SECTION 3.12: OFFER DOCUMENTS; PROXY STATEMENT. Neither the Schedule 14D-
-----------------------------------------------
9, nor any of the information supplied by the Company for inclusion in the Offer
Documents, shall, at the respective times such Schedule 14D-9, the Offer
Documents or any amendments or supplements thereto are filed with the SEC or are
first published, sent or given to stockholders, as the case may be, contain any
untrue statement of a material fact or omit to state any material fact required
to be stated therein or necessary in order to make the statements therein, in
the light of the circumstances under which they were made, not misleading.
Neither the proxy statement to be sent to the stockholders of the Company in
connection with the Stockholders Meeting (as defined in Section 6.1) or the
information statement to be sent to such stockholders, as appropriate (such
proxy statement or information statement, as amended or supplemented, is herein
referred to as the "Proxy Statement"), shall, at the date the Proxy Statement
(or any amendment thereof or supplement thereto) is first mailed to stockholders
and at the time of the Stockholders Meeting, if any, and at the Effective Time,
contain any untrue or misleading statement of a material fact, or omit to state
any material fact required to be stated therein or necessary in order to make
the statements made therein, in the light of the circumstances under which they
are made, not misleading or necessary to correct any statement in any earlier
communication with respect to the solicitation of proxies for the Stockholders
Meeting which has become false or misleading.

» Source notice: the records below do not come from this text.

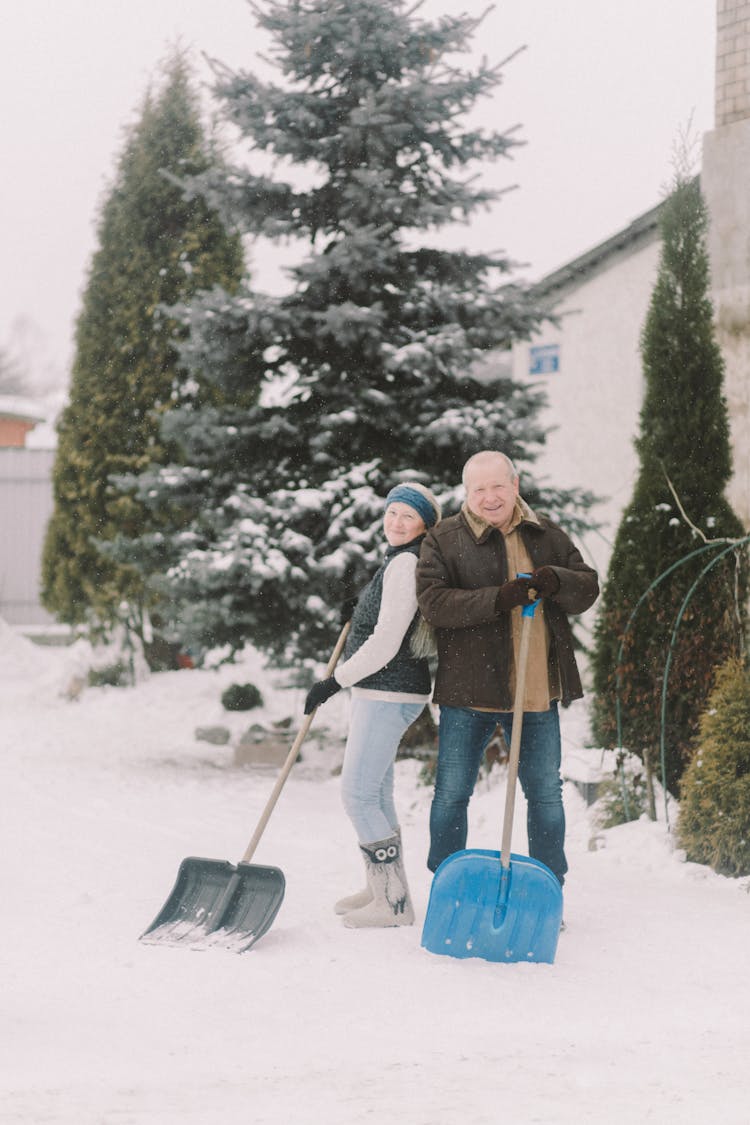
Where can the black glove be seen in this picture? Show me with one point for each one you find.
(319, 693)
(545, 582)
(348, 610)
(516, 592)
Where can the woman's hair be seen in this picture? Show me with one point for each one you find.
(419, 497)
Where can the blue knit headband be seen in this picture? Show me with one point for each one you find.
(403, 494)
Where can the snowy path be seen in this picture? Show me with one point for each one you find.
(643, 1017)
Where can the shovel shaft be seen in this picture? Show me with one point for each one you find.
(515, 740)
(291, 757)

Notwithstanding the foregoing,
the Company makes no representation or warranty with respect to any information
supplied by Parent or Purchaser or any of their respective representatives which
is contained in the Schedule 14D-9 or the Proxy Statement. The Schedule 14D-9
and the Proxy Statement will comply in all material respects as to form with the
requirements of the Exchange Act and the rules and regulations promulgated
thereunder.
SECTION 3.13: ENVIRONMENTAL MATTERS.
-----------------------------------
(a) Except as disclosed in Schedule 3.13(a) of the Company Disclosure
Letter and to the extent that the inaccuracy of any of the following (or the
circumstances giving rise to such inaccuracy), individually or in the aggregate,
is not likely to have a Material Adverse Effect:
(i) the Company and its subsidiaries are, and within the
period of all applicable statutes of limitation have been,
in compliance with all applicable Environmental Laws;
17
(ii) the Company and its subsidiaries hold all Environmental
Permits (each of which is in full force and effect)

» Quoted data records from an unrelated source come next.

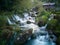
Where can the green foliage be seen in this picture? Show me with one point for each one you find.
(2, 21)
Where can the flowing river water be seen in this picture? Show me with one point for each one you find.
(43, 38)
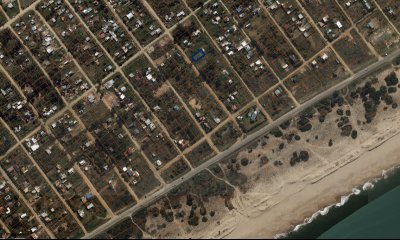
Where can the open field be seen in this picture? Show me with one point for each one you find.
(379, 33)
(354, 51)
(322, 73)
(80, 44)
(265, 36)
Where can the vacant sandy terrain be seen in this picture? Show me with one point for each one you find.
(276, 199)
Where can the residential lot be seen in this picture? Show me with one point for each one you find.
(194, 4)
(26, 3)
(277, 102)
(379, 33)
(105, 103)
(169, 11)
(3, 19)
(212, 66)
(100, 20)
(39, 194)
(328, 16)
(138, 20)
(60, 169)
(203, 106)
(16, 216)
(6, 140)
(323, 72)
(27, 74)
(65, 75)
(251, 119)
(162, 100)
(354, 51)
(131, 111)
(392, 10)
(226, 136)
(200, 154)
(175, 171)
(15, 109)
(73, 34)
(244, 57)
(297, 27)
(357, 9)
(265, 35)
(160, 48)
(11, 7)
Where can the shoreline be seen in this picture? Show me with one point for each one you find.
(305, 199)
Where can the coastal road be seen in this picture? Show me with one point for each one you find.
(245, 142)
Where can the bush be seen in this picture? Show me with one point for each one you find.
(244, 162)
(277, 132)
(281, 146)
(391, 79)
(392, 89)
(354, 134)
(263, 160)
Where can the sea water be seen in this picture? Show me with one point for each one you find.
(372, 210)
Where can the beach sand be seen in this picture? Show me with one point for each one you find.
(302, 199)
(279, 198)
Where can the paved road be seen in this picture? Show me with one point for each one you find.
(248, 140)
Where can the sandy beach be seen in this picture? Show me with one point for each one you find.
(278, 200)
(274, 199)
(302, 199)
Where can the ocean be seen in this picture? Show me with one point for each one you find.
(370, 211)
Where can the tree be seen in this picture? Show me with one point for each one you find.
(391, 79)
(354, 134)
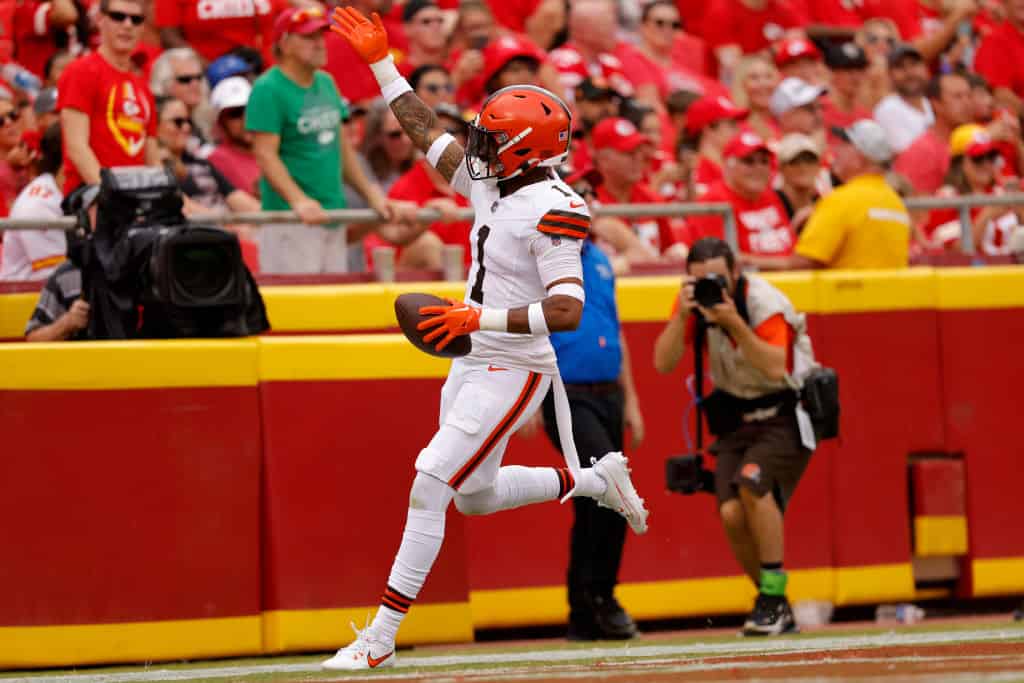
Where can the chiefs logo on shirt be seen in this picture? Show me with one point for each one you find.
(126, 118)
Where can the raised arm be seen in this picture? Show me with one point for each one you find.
(369, 39)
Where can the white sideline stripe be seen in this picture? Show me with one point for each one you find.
(553, 656)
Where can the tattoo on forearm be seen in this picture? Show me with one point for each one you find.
(422, 126)
(416, 119)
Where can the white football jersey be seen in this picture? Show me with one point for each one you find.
(521, 244)
(34, 254)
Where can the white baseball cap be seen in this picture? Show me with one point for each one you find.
(230, 92)
(869, 138)
(794, 92)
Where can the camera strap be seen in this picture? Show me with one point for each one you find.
(699, 336)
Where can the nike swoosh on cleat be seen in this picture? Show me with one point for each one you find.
(376, 662)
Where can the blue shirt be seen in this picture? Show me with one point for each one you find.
(592, 352)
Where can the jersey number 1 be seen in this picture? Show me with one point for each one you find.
(476, 294)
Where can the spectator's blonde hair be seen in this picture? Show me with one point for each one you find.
(743, 69)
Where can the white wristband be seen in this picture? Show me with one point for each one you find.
(538, 323)
(438, 147)
(495, 319)
(568, 289)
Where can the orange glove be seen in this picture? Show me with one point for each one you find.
(457, 319)
(370, 40)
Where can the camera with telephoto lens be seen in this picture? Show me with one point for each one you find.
(686, 474)
(710, 290)
(147, 273)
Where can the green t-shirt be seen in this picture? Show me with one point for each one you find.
(308, 122)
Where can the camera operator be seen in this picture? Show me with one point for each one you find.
(61, 313)
(759, 351)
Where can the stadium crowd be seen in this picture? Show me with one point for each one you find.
(811, 118)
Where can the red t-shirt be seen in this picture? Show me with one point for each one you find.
(925, 163)
(416, 185)
(573, 69)
(706, 175)
(34, 36)
(1000, 58)
(655, 232)
(513, 13)
(762, 226)
(216, 27)
(731, 23)
(121, 110)
(641, 70)
(910, 16)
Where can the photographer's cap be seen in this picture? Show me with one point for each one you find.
(868, 137)
(230, 92)
(794, 92)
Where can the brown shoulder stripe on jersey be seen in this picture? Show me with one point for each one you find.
(564, 222)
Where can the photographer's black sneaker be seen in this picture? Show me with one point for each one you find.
(771, 616)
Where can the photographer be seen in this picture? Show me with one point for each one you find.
(759, 352)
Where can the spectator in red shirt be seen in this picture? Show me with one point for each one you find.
(973, 171)
(756, 78)
(799, 57)
(734, 28)
(763, 230)
(539, 19)
(108, 115)
(847, 65)
(711, 123)
(215, 28)
(233, 154)
(1000, 58)
(926, 162)
(40, 29)
(652, 66)
(424, 24)
(593, 27)
(432, 84)
(621, 156)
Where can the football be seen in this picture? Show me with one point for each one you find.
(407, 311)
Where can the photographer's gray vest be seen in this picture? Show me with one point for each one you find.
(731, 372)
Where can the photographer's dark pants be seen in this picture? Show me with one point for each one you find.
(598, 534)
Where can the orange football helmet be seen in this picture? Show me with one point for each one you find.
(519, 128)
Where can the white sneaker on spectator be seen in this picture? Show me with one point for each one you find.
(620, 495)
(366, 652)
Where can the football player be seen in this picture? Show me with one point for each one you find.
(525, 282)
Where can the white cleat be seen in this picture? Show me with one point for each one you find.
(621, 496)
(364, 653)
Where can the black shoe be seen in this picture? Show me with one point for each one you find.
(771, 616)
(612, 622)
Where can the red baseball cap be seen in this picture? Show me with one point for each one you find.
(503, 50)
(301, 20)
(711, 110)
(792, 49)
(617, 134)
(743, 144)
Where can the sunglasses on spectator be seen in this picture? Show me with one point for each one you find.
(119, 17)
(665, 24)
(437, 88)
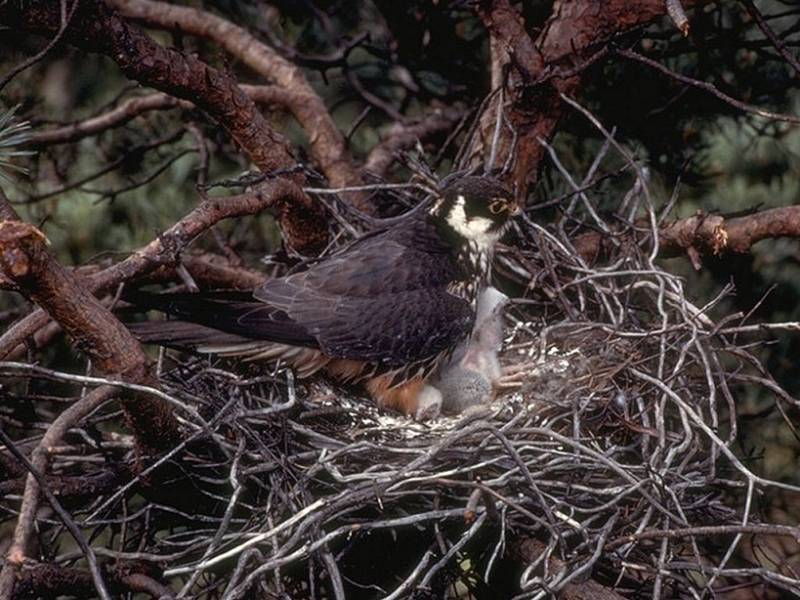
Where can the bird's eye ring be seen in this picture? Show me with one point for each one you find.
(497, 206)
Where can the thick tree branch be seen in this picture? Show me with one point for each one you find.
(709, 235)
(328, 146)
(276, 195)
(40, 460)
(95, 28)
(550, 65)
(26, 261)
(400, 136)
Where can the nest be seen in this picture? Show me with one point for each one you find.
(606, 464)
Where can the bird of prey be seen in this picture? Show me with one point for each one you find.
(383, 312)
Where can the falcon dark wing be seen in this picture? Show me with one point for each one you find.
(386, 310)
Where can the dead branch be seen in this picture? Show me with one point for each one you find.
(405, 135)
(550, 65)
(707, 234)
(39, 460)
(327, 143)
(97, 29)
(25, 260)
(278, 195)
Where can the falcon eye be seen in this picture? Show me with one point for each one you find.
(497, 206)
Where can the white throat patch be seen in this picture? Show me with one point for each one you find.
(477, 229)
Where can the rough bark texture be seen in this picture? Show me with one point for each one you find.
(706, 235)
(542, 69)
(327, 143)
(96, 28)
(25, 260)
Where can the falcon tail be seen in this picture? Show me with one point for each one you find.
(215, 318)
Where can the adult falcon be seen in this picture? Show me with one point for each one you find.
(384, 311)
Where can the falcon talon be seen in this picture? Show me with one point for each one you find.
(385, 312)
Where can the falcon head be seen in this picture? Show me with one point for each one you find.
(475, 209)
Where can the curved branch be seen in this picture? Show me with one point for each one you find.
(328, 146)
(710, 235)
(402, 136)
(545, 67)
(95, 28)
(278, 195)
(134, 107)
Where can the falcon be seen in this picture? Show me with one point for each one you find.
(383, 312)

required for any of their current operations and for any
property owned, leased, or otherwise operated by any of
them, and are, and within the period of all applicable
statutes of limitation have been, in compliance with all
such Environmental Permits;
(iii) no review by, or approval of, any Governmental Authority
or other person is required under any Environmental Law in
connection with the execution or delivery of this
Agreement or the consummation of the transactions
contemplated hereby;
(iv) neither the Company nor any of its subsidiaries has
received any Environmental Claim (as hereinafter defined)

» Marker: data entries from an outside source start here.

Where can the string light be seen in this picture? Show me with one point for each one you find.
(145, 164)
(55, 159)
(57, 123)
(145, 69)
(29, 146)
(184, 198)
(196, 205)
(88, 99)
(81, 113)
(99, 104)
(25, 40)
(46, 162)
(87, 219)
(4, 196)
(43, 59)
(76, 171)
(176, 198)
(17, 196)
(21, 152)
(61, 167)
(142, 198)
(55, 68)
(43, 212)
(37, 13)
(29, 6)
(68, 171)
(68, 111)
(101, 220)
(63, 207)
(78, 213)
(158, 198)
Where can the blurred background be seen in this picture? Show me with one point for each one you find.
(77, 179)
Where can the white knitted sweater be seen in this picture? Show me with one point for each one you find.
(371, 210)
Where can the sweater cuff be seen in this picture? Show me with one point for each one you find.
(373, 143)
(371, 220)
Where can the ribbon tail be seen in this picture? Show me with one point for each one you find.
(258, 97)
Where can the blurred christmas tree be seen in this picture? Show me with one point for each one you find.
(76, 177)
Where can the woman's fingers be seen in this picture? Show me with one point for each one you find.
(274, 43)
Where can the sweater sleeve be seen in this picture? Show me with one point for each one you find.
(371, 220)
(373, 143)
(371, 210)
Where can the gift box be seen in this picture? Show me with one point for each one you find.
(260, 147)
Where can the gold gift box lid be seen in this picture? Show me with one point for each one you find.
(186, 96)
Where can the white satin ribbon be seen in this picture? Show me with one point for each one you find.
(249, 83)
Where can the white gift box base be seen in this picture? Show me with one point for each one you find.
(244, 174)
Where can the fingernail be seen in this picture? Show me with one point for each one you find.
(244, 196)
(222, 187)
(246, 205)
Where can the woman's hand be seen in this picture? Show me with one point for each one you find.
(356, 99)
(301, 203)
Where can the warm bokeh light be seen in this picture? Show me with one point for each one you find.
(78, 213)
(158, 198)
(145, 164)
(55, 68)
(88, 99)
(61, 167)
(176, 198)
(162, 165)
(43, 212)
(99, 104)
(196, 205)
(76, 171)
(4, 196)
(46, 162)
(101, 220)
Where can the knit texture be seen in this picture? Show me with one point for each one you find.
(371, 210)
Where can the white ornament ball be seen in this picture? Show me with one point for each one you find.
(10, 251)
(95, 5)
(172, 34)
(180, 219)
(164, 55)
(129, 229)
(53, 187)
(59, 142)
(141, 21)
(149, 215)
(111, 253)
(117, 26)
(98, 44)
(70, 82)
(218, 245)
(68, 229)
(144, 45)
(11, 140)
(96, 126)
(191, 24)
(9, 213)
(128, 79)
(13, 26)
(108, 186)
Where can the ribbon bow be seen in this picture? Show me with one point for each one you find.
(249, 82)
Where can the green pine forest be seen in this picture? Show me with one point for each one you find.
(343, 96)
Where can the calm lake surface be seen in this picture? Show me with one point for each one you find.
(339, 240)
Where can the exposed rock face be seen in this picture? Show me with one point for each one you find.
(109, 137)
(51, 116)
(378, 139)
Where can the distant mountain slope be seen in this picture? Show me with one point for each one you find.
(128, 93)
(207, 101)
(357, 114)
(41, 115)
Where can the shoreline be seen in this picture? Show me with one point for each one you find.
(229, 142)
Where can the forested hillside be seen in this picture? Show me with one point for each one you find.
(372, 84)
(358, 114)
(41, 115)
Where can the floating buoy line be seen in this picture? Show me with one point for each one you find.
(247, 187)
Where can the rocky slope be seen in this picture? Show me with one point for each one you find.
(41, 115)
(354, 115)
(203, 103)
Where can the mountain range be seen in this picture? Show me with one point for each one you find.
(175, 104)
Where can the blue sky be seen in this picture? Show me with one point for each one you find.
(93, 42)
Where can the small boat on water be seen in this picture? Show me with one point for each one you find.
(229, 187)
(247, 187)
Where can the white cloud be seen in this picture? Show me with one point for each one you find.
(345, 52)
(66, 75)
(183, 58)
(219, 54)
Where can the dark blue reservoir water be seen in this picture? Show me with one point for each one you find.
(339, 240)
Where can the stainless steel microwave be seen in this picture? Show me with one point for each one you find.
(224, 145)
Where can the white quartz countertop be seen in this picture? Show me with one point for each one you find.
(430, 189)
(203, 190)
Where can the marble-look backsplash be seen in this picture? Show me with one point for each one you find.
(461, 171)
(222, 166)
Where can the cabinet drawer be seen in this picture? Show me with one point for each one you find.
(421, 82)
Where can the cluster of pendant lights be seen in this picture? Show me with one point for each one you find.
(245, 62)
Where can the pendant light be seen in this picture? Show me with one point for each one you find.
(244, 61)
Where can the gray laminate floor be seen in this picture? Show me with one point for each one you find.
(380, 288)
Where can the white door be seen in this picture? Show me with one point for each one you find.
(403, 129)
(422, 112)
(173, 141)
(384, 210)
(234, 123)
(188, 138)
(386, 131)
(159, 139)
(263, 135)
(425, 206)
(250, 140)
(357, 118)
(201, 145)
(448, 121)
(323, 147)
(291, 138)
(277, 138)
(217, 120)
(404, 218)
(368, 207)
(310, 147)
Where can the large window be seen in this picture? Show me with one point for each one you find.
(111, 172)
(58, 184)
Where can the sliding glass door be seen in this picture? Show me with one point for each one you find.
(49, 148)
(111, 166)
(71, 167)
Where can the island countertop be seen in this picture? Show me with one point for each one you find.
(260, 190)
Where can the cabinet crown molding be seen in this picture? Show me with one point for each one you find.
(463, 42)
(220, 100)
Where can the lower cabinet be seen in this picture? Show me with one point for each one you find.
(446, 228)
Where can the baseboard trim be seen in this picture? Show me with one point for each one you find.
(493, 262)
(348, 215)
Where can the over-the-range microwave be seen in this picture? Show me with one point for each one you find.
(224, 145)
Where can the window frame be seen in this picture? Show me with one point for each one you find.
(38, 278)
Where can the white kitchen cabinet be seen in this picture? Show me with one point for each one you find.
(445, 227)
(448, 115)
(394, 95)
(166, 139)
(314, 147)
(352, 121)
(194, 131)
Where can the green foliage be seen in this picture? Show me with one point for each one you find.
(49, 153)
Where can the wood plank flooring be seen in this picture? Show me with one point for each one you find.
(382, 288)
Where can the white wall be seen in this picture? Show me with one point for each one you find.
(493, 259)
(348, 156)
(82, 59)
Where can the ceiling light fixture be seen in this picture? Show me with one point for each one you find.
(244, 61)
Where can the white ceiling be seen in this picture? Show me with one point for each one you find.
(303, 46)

against any of them, and the Company has no knowledge of
any such Environmental Claim being threatened;
(v) to the knowledge of the Company, Hazardous Materials are
not present on any property owned, leased, or operated by
the Company or any of its subsidiaries, that is likely to
form the basis of any Environmental Claim against any of
them; and the Company has no reason to believe that
Hazardous Materials are present on any other property that
is likely to form the basis of any Environmental Claim
against any of them;
(vi) the Company has no knowledge of any material Environment
Claim pending or threatened, or of the presence or
suspected presence of any Hazardous Materials that is
likely to form the basis of any Environmental Claim, in
any case against any person or entity whose liability the
Company or any of its subsidiaries has or may have
retained or assumed either contractually or by operation
of law. or against any real property which the Company or
any of its subsidiaries formerly owned, leased, or
operated, in whole or in part; and
(vii) to the knowledge of the Company, the Company has informed
Parent and Purchaser of: all material facts which the
Company reasonably believes could form the basis of a
material Environmental Claim against the Company or any of
its subsidiaries arising out of the non-compliance or
alleged non-compliance with any Environmental Law, or the
presence or suspected presence of Hazardous Materials at
any location.
(b) For purposes of this Agreement, the terms below shall have the
following meanings:
18
"Environmental Claim" means any claim, demand, action, suit,
complaint, proceeding, directive, investigation, lien, demand letter,
or notice (written or oral) of noncompliance, violation, or liability,
by any person or entity asserting liability or potential liability
(including without limitation liability or potential liability for
enforcement, investigatory costs, cleanup costs, governmental response
costs, natural resource damages, property damage, personal injury,
fines or penalties) arising out of, based on or resulting from (i) the
presence, discharge, emission, release or threatened release of any
Hazardous Materials at any location, (ii) circumstances forming the
basis of any violation or alleged violation of any Environmental Laws
or Environmental Permits, or (iii) otherwise relating to obligations
or liabilities under any Environmental Law.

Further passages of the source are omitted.